# How can i find TDC on Tecumseh 12hp ovxl120?



## jcundiff (May 17, 2008)

Push rod slipped off rocker arm, need to put back on and reset valve lash etc. New to small engines, not sure if I need to find TDC first then reassemble ?? if so how do I find TDC, on cars its marked on the flywheel...not sure how to find tdc on this ohv 12 hp tecumseh motor. solid state ignition. can anyone help???? tractor is 1988 model.


----------



## phillipmc (Jan 27, 2008)

Pull the blower housing off to access the flywheel On the flyhweel is a magnent. Then look for the coil pack which sits almost touching the flyhweel where the spark plug wire comes from when the magnent is under the coil pack you are close pull the spark plug out and get a flash light shine in the spark plug hole you should see the piston when the piston stops its upstroke and just before starting its down stroke should be TDC. When you are adjusting your valve clearance make sure you adjust it to factory specs. Someone on here with access to manuals should know what that is.


----------



## 30yearTech (Sep 14, 2006)

You don't have to take the blower housing off or access the flywheel to find the TDC of your engine. Go ahead and reassemble the valves and remove the spark plug, rotate the engine over slowly while observing the valve operation, after the intake valve closes slip a screw driver or other probe into the spark plug hole and continue rotating the crankshaft.
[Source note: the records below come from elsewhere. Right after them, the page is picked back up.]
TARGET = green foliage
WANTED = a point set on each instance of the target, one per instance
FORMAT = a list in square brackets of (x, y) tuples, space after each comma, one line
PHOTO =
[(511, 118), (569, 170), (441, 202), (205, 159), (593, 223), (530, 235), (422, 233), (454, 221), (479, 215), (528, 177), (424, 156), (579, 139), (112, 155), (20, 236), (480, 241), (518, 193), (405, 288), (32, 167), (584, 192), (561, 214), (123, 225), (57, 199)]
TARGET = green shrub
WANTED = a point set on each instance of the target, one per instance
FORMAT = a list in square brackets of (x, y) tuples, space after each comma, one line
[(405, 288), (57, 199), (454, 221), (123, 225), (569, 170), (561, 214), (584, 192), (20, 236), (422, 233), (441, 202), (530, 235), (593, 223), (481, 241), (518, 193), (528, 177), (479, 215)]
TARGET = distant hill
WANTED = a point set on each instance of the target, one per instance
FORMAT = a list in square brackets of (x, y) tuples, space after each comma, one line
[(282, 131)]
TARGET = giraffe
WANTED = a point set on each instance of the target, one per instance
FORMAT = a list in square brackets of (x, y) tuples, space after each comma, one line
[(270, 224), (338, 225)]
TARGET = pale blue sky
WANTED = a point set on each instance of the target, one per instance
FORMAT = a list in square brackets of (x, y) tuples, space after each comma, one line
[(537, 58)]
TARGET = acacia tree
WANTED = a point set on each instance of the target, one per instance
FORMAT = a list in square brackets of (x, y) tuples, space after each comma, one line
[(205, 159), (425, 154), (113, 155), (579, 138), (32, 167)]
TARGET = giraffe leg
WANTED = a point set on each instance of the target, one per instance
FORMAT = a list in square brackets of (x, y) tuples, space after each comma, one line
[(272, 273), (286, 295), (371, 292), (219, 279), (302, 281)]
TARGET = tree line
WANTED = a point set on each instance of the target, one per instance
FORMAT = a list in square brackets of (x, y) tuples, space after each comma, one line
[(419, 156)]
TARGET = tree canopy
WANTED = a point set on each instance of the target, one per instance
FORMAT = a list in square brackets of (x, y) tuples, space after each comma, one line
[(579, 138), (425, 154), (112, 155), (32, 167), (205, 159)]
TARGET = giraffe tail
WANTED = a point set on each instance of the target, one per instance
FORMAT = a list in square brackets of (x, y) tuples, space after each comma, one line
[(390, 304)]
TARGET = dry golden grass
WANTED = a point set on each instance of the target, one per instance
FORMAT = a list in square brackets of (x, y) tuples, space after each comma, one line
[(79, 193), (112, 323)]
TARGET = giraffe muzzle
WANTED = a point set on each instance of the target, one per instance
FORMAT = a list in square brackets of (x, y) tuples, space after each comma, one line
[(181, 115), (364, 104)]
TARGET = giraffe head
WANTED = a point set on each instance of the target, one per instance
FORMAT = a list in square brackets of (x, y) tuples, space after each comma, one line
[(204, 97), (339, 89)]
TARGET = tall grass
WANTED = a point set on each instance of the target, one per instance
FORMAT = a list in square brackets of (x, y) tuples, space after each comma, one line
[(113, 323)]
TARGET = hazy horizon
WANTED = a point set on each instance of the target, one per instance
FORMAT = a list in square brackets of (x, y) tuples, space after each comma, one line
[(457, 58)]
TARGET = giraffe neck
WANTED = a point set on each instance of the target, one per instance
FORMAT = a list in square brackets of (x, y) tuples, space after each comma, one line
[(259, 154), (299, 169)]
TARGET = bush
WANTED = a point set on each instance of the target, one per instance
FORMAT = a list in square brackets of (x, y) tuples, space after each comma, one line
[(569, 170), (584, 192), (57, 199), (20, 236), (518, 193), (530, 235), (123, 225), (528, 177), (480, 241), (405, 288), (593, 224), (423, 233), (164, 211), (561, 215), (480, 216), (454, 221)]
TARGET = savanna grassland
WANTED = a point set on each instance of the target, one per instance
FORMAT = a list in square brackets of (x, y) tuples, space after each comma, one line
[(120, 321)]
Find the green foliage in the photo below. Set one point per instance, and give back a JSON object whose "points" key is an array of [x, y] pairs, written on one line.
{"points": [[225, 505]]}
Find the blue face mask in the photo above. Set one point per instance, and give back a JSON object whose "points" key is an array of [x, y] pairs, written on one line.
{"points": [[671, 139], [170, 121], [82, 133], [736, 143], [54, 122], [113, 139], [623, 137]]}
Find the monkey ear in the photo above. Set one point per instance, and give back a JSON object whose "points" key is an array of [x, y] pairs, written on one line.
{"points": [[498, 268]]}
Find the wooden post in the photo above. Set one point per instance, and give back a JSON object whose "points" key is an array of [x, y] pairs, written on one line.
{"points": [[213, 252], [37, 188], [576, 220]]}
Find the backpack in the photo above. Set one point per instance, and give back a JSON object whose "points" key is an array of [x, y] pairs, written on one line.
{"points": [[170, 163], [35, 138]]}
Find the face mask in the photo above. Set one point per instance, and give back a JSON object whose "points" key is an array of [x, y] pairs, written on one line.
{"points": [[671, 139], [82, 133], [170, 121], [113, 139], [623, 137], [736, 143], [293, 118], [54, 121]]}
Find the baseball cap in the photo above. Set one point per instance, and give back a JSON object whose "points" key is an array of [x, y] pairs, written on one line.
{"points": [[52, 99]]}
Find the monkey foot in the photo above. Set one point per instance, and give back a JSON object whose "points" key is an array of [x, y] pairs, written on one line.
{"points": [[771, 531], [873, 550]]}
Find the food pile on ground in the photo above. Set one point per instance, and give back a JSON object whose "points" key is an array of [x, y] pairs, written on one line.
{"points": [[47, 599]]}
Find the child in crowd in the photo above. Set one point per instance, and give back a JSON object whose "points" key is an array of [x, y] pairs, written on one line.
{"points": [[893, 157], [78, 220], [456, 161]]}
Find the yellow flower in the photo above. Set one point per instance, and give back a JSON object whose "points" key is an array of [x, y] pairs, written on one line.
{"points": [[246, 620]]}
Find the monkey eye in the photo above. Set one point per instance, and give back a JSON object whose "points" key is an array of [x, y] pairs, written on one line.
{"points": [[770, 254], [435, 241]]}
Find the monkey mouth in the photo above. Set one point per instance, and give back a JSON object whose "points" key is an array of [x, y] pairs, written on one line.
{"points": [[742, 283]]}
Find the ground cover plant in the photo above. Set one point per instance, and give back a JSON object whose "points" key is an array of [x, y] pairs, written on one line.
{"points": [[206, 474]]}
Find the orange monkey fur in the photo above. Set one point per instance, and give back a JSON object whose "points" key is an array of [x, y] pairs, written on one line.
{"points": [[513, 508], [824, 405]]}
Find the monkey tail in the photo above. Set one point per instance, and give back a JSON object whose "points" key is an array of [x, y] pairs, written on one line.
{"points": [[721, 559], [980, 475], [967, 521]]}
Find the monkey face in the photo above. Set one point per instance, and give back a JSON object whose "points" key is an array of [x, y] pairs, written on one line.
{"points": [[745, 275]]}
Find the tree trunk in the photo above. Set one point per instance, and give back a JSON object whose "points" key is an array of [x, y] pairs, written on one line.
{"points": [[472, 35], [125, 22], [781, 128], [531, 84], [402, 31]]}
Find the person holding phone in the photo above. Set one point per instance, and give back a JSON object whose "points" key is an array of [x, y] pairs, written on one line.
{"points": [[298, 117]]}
The probe will be pushed upward as the piston approaches TDC. When the probe starts to slightly drop back down, stop this is the position for adjusting the valves.

Everyone on this forum has access to the service manuals for many of the engines discussed on here. The links are in the sticky post of the 4 cycle engine thread. In case you can't find it, for your engine the setting is .004" for both intake and exhaust.

Best of Luck...


----------



## jcundiff (May 17, 2008)

Thanks a bunch for the info!


----------